Le Flambeau : Qu’est-ce qu’un cathéter d’hémodialyse ?
Moussa Guindo : Lorsqu’il n’existe pas de fistule artério-veineuse utilisable pour réaliser l’hémodialyse, il est possible de poser, sous anesthésie locale, un cathéter (sorte de tuyau en matière plastique souple) dans une grosse veine. Il peut être utilisé immédiatement pour réaliser la dialyse et rester en place de quelques heures à plusieurs semaines selon le type. Il est placé en général dans un gros vaisseau du cou ou de la cuisse.
Le Flambeau : Comment ponctionner la fistule artério-veineuse ?

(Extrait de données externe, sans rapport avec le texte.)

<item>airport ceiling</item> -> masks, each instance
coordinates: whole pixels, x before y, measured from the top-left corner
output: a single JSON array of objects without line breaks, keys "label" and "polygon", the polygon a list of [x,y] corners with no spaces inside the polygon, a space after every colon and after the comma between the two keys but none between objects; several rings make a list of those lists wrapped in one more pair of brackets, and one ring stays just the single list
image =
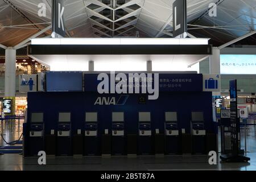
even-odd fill
[{"label": "airport ceiling", "polygon": [[[65,0],[67,37],[172,37],[174,0]],[[209,5],[217,5],[217,16]],[[46,5],[46,17],[38,14]],[[0,0],[0,44],[13,47],[51,24],[51,0]],[[256,30],[256,0],[187,0],[188,32],[217,46]],[[49,36],[48,30],[39,37]],[[255,45],[255,35],[237,44]]]}]

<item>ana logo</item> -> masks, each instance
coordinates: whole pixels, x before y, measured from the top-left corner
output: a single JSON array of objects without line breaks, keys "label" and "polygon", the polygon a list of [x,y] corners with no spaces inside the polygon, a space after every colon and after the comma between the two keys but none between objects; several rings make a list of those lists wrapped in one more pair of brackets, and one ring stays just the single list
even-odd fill
[{"label": "ana logo", "polygon": [[94,105],[125,105],[129,97],[129,96],[127,95],[122,95],[118,100],[116,100],[115,97],[98,97],[95,101]]},{"label": "ana logo", "polygon": [[115,97],[98,97],[94,105],[116,105]]}]

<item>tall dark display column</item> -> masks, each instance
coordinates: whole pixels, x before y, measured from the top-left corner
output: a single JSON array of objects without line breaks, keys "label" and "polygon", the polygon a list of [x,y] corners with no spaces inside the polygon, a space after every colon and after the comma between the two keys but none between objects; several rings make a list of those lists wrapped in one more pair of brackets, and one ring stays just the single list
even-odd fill
[{"label": "tall dark display column", "polygon": [[248,162],[250,158],[240,154],[240,121],[237,111],[237,80],[229,82],[229,93],[230,96],[230,131],[232,153],[221,155],[220,159],[223,162]]}]

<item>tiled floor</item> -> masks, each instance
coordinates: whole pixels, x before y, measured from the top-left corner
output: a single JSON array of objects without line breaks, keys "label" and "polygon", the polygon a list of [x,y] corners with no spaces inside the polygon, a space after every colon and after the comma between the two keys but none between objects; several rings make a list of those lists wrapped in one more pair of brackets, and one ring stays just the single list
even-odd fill
[{"label": "tiled floor", "polygon": [[[8,141],[17,139],[21,133],[7,131]],[[244,148],[244,134],[241,146]],[[209,165],[209,156],[202,155],[138,156],[127,158],[54,158],[47,157],[47,165],[39,166],[35,158],[24,159],[18,154],[0,155],[0,170],[256,170],[256,140],[254,128],[247,137],[250,163],[222,163]],[[0,146],[3,142],[0,139]]]},{"label": "tiled floor", "polygon": [[39,166],[37,158],[23,159],[16,154],[0,156],[0,170],[256,170],[256,154],[250,163],[221,163],[210,166],[207,156],[89,158],[48,158]]}]

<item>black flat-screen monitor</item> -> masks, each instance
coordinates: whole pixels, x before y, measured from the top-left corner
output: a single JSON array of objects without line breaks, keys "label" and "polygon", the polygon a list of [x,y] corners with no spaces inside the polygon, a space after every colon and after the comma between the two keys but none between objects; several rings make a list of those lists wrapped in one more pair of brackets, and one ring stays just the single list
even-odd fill
[{"label": "black flat-screen monitor", "polygon": [[177,122],[177,112],[166,112],[166,122]]},{"label": "black flat-screen monitor", "polygon": [[98,122],[98,113],[96,112],[86,113],[85,122],[91,123],[96,123]]},{"label": "black flat-screen monitor", "polygon": [[70,123],[71,122],[71,113],[59,113],[59,123]]},{"label": "black flat-screen monitor", "polygon": [[46,73],[47,92],[82,92],[82,72],[48,72]]},{"label": "black flat-screen monitor", "polygon": [[44,113],[31,113],[31,123],[43,123],[44,122]]},{"label": "black flat-screen monitor", "polygon": [[112,122],[113,123],[123,123],[125,122],[125,113],[123,112],[112,113]]},{"label": "black flat-screen monitor", "polygon": [[139,113],[139,122],[150,123],[151,122],[151,118],[150,112]]},{"label": "black flat-screen monitor", "polygon": [[204,113],[203,112],[192,112],[192,121],[203,122]]}]

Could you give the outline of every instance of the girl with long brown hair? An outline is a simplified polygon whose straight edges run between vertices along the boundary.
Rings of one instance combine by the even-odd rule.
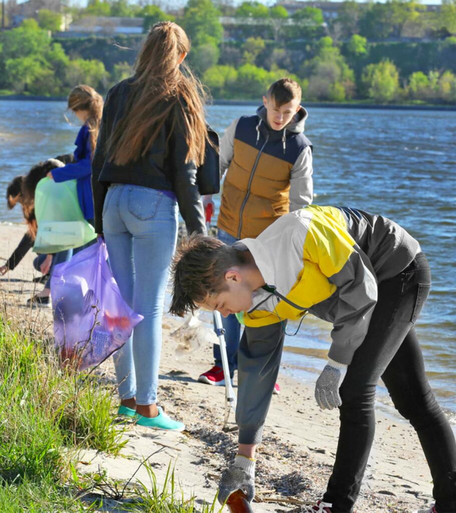
[[[84,218],[93,225],[93,198],[91,185],[92,157],[96,147],[103,109],[103,98],[93,87],[80,84],[74,87],[70,93],[67,106],[68,110],[72,111],[82,123],[74,142],[76,149],[74,160],[62,167],[52,169],[48,173],[47,176],[57,182],[76,180],[80,206]],[[56,264],[69,260],[72,254],[77,253],[84,247],[85,246],[82,246],[61,251],[54,255],[47,255],[43,262],[40,257],[40,267],[44,271],[50,272]],[[50,279],[41,292],[28,300],[27,304],[31,303],[32,306],[38,307],[50,306]]]
[[[184,425],[157,406],[157,388],[177,206],[189,233],[205,231],[196,171],[209,143],[204,91],[184,63],[190,46],[175,23],[151,28],[133,76],[108,93],[92,163],[95,230],[122,295],[144,317],[114,355],[119,413],[173,430]]]

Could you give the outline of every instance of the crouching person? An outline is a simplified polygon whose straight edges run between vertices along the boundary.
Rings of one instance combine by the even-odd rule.
[[[226,246],[197,236],[173,264],[171,311],[199,307],[242,315],[236,421],[239,446],[222,475],[219,499],[254,493],[255,451],[279,372],[287,320],[306,312],[332,323],[327,364],[315,397],[339,408],[332,473],[311,513],[350,513],[375,430],[381,377],[399,412],[417,431],[430,469],[435,504],[421,513],[456,511],[456,444],[426,379],[414,328],[430,273],[419,243],[380,215],[310,206],[284,215],[256,239]]]

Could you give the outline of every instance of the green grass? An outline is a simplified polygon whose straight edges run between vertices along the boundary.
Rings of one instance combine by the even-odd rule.
[[[25,327],[24,327],[25,326]],[[168,468],[157,485],[113,482],[105,474],[80,475],[77,454],[92,448],[117,455],[124,428],[113,422],[115,390],[96,375],[62,369],[48,327],[0,318],[0,511],[82,513],[107,498],[117,510],[214,513],[212,504],[186,500]],[[122,508],[122,509],[121,509]]]

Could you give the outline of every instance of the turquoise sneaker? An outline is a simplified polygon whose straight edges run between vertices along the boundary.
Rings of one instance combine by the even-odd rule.
[[[121,404],[117,410],[117,415],[125,415],[125,417],[134,417],[136,415],[136,410],[132,410]]]
[[[138,426],[165,431],[183,431],[185,429],[185,424],[173,420],[165,413],[161,406],[158,406],[158,415],[156,417],[145,417],[136,413],[135,417],[136,423]]]

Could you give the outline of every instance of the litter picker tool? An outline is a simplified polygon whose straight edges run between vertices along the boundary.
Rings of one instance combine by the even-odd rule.
[[[213,206],[212,203],[208,203],[206,207],[206,224],[208,232],[210,227],[211,218],[213,213]],[[231,385],[230,378],[230,369],[228,363],[228,357],[226,354],[226,343],[225,340],[225,329],[222,324],[222,316],[220,312],[214,310],[214,328],[215,333],[219,337],[219,343],[220,345],[220,353],[222,356],[222,366],[223,368],[223,374],[225,377],[225,418],[223,421],[223,430],[228,430],[228,420],[230,415],[230,407],[233,409],[234,415],[236,414],[236,397],[234,391]]]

Moussa Guindo : Deux piqûres sont nécessaires sur la fistule, avec des aiguilles de gros calibre pour faciliter le débit du sang : une aiguille dit artérielle sert à aspirer le sang à épurer ; une aiguille dit veineuse sert à injecter le sang épuré. Il est possible d’utiliser une pommade anesthésiante locale si la ponction de la fistule est douloureuse. Ces deux aiguilles sont reliées au circuit extracorporel de dialyse, lui-même branché au générateur de dialyse.
Le Flambeau : Combien de temps dure une séance d’hémodialyse ?
Moussa Guindo : La durée de la séance est une prescription médicale. Les séances durent en général 4 à 5 heures et se renouvellent en général 2 fois par semaine au niveau du chu du Point-G. La durée et la fréquence des séances sont adaptées à chaque personne en fonction du poids, de la diurèse résiduelle éventuelle et de la prise de poids entre deux séances.
Le Flambeau : Qu’est-ce qu’un abord péritonéal ?
Moussa Guindo : Pour utiliser le péritoine comme filtre, il faut créer un abord péritonéal. Il est nécessaire pour cela d’introduire chirurgicalement, dans la cavité péritonéale, sous anesthésie locale ou générale, un petit tuyau en plastique très souple appelé “cathéter”. Le cathéter sort en partie à l’extérieur du ventre. Il ne risque pas de se déplacer ni de tomber lorsque l’on bouge, car il est fixé à l’intérieur de l’abdomen. Il ne fait pas mal et ne gêne pas les mouvements. A son extrémité, on adapte une tubulure permettant de faire la dialyse.
Le Flambeau : Comment effectue-t-on la dialyse péritonéale ?
Moussa Guindo : Une fois en place, ce cathéter sert à introduire dans le ventre un liquide de dialyse, appelé “dialysat” contenu dans des poches plastiques stériles que l’on adapte à la tubulure. La cavité péritonéale peut contenir jusqu’à 3 litres de dialysat. Les échanges entre le dialysat et le sang permettent d’éliminer les déchets et, l’eau en excès. En quelques heures, ce dialysat est saturé. C’est pourquoi il faut renouveler régulièrement le liquide contenu dans la cavité péritonéale.